Non era la prima volta che le liti della coppia degeneravano, tra lancio di oggetti e percosse. Appena due mesi fa la donna fu salvata dai vicini di casa: Sonia, insanguinata e impaurita, fuggì di casa e trovò riparo nel condominio dei vicini, che chiamarono i soccorsi. E Maggioncalda aveva precedenti per lesioni e minacce.
La sera del 19 ottobre la storia è andata diversamente. L’uomo e la donna iniziano a litigare, lui perde la pazienza e la strangola. Poi chiama un amico e confessa tutto, esce di casa e si siede su una panchina a pochi metri dalla Basilica di Sant’Ambrogio.
E’ su quella panchina che i carabinieri l’hanno trovato e arrestato, dopo aver ricevuto la chiamata da parte dell’amico dell’uomo e averlo rintracciato grazie al suo cellulare.
Andrea Galli e Cesare Giuzzi sul Corriere della Sera scrivono:
“Sull’omicidio, ancora a serata avanzata, c’erano poche certezze. Se non la nazionalità, italiana, dell’aggressore e della vittima; l’età (sono entrambi 42enni); e infine l’indirizzo, che per la geografia è un indirizzo nobile: siamo in via della Commenda 28, all’angolo con via Orti, nel quartiere di Porta Romana, uno dei cuori della vecchia Milano.
Il civico 28 è un bel palazzo con studi professionali e abitazioni. In una di queste, è voce diffusa, erano frequenti i litigi. E i litigi, che cominciavano con urla e con insulti, spesso terminavano nello scontro fisico, nel lancio di oggetti, come ad esempio — la scena è rimasta ben impressa nei ricordi di quel conoscente del palazzo di fronte — il lancio di bottiglie di vino. I due fidanzati cercavano di coprire le risse tenendo la musica dello stereo ad altissimo volume”.
Maggioncalda lavora nell’orologeria di famiglia e abita in una mansarda sopra all’appartamento dei genitori, dove è avvenuto il delitto, nella centrale via Commenda. Durante l’interrogatorio ha raccontato che, dopo aver strangolato la fidanzata Sonia con un elastico da portapacchi, è sceso dal padre e dalla madre, invitandoli a salire per controllare come si sentiva la donna e poi si è allontanato. Il padre è andato nella mansarda, trovando la donna già cadavere.

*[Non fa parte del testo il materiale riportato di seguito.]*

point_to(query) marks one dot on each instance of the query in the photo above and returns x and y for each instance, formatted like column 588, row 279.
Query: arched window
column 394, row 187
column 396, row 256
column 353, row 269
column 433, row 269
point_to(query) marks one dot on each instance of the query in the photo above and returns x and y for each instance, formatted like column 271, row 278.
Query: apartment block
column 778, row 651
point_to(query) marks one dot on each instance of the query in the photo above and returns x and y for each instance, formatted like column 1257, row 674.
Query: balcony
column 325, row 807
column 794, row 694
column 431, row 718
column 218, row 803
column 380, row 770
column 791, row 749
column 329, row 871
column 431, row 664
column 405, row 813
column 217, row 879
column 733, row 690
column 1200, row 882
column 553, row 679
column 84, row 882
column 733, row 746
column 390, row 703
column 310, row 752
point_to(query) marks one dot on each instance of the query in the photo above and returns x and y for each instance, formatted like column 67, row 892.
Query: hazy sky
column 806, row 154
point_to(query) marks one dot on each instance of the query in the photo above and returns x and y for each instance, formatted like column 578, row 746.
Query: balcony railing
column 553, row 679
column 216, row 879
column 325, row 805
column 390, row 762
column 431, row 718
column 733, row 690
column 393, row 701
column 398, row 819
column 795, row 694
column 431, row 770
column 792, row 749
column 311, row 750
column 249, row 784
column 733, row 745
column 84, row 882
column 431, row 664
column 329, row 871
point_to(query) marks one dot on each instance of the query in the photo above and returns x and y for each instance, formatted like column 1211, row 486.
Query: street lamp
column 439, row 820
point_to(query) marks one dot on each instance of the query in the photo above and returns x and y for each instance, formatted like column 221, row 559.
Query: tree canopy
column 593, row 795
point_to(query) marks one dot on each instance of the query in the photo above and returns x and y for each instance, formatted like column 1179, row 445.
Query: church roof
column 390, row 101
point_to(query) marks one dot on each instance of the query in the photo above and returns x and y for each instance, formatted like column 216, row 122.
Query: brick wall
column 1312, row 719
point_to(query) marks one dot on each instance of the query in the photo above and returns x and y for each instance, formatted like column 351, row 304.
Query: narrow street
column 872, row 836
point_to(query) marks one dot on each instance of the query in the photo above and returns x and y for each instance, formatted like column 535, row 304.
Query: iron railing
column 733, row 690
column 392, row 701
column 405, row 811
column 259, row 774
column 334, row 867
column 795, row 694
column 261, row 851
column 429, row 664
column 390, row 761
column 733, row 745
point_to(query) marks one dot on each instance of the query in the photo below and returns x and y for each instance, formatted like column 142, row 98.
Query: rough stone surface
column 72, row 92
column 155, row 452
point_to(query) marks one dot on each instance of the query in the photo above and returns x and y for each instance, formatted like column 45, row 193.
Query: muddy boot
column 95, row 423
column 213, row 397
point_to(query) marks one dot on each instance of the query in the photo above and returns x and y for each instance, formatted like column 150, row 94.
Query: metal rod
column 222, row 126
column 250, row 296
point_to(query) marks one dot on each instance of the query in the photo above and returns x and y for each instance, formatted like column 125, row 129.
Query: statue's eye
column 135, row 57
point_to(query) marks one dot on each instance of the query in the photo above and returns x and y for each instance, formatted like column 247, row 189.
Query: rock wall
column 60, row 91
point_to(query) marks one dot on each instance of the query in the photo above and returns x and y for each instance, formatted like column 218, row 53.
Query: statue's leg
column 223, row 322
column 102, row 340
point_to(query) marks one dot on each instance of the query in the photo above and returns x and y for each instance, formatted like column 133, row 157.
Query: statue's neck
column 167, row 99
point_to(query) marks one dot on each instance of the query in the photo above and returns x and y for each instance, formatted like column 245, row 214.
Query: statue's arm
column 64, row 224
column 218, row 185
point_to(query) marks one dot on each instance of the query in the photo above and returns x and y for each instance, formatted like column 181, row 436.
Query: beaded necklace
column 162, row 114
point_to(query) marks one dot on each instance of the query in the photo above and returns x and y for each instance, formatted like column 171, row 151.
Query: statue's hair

Dopo il delitto l’uomo, secondo quanto ricostruito, ha ricevuto due telefonate: una della madre, che l’ha avvisato che la fidanzata era morta, e una da parte di un amico, cui avrebbe detto che c’era stata una lite con la fidanzata e che la donna era morta ma che lui non se ne era accorto. Una telefonata che il reo confesso ha poi detto, nel lungo interrogatorio terminato alle 3 del mattino del 20 ottobre, di non ricordare ma che ha sconvolto l’amico che ha raccolto il suo sfogo telefonico tanto che, dopo aver detto al quarantaduenne di stare calmo, ha chiamato la polizia.
Pare che la coppia, non convivente, visto che lui abitava da solo sopra ai genitori e lei con il padre, avesse già avuto in passato liti accese.